President Altman described the foundation's view of itself as a legitimate public resource, writing "We have a clear sense of our three audiences: policymakers, the media, and the general public. We work to put the fruits of health services and health policy research into formats that these three audiences can readily digest."

Easy to digest perhaps if the reader is a university professor, a jurist doctorate or a high school educated U.S. senator. To this average Alaskan however, an extended visit to the Kaiser Family Fund's web site was cause for indigestion complicated by vertigo.

Although this article documents some specific philosophical and political implications found at the KFF web site, reading the site was an exercise in futility in an attempt to evaluate the myriad proposals and bills to reform health care insurance. Moreover, using the side-by-side comparison tool was a journey to nowhere, with one major exception.

Of particular interest in a side-by-side comparison of the four primary plans now before congress, three of them begin with the word "REQUIRE," as in require individuals or require most U.S citizens.
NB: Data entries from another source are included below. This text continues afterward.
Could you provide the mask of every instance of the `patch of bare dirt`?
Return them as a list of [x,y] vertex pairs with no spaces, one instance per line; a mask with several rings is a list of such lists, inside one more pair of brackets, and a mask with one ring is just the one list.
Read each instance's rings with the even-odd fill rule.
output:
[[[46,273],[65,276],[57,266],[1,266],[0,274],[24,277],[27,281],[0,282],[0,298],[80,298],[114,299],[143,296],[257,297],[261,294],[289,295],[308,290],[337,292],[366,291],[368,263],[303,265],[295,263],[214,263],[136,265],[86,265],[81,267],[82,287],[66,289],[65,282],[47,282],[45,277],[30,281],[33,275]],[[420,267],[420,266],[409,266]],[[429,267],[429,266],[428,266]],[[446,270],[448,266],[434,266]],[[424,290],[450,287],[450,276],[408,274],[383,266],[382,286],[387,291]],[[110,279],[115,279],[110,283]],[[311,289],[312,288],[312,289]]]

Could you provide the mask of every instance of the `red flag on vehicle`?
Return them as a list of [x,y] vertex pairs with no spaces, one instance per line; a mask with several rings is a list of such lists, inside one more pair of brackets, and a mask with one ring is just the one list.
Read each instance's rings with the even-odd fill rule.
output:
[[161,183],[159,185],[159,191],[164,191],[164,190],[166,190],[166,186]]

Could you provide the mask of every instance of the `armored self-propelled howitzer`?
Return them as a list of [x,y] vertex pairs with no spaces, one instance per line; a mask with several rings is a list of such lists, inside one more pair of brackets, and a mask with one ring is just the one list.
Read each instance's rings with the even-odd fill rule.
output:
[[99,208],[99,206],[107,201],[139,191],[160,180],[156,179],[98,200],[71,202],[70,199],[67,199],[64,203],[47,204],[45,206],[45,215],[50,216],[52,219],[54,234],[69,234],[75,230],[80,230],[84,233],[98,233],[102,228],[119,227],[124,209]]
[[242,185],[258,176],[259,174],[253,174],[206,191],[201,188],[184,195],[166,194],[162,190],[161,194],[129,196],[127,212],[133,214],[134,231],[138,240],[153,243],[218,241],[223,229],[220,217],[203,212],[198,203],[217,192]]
Paraphrasing a great president from the old Democratic Party, it appears as though the American people will soon decide if we question not what the federal government requires of you, but question what you demand of your federal government.

It is unfortunate that those people who seek radical changes in health care delivery are less than candid in the process that they have engaged to implement the changes. This lack of candor raises the suspicions of the average citizen and further enables the antagonists. Statements and decisions attributed to the highest office in the land suggesting the use of focus groups to determine the terminology (System Reform or Health Insurance Reform) best suited to sell an important policy is extremely unhelpful.

On the other hand, honest and forthright presentations of a politician's goals, if they are noble to begin with, would be a helpful choice. Otherwise, assertions such as "If radical System Reformers succeed in nationalizing health care, then say good bye to liberty as it is currently known" can flourish in the suspicious environment produced by the lack of candor and perceived ignobility.

Moreover, while most System Reformer antagonists claim that people will become fearful to speak out against a government that has the power to grant or withhold health care services, not much has been mentioned of the propensity for countless many Americans who will avoid accessing care for fear of being labeled an abuser of the system or, worse yet, a malingerer or a mental case. Labels such as these can easily be generated by undesirable government officials.

Imagine then, Mrs. Jones, who just received a letter from the Office of the Secretary, National Health Services, informing her that any future visits to the clinic will have to be pre-approved by the Secretary.

Now imagine what behavioral changes that letter, and many others like it, will have on all of Mrs. Jones' friends and neighbors. Big brother doesn't have to watch everyone now, does he?

Ultimately, everyone will question what they demand of their government.

Richard T. Koller moved to Anchorage to work for the Indian Health Service in 1982 after short tours of duty with the service at the Blackfeet Indian reservation in Montana and with the National Institutes of Health in Maryland. He graduated from Columbia Union College in Maryland after serving nine years in the Army with assignments in the Far East and several years at the Walter Reed Army Medical Center, Washington, D.C.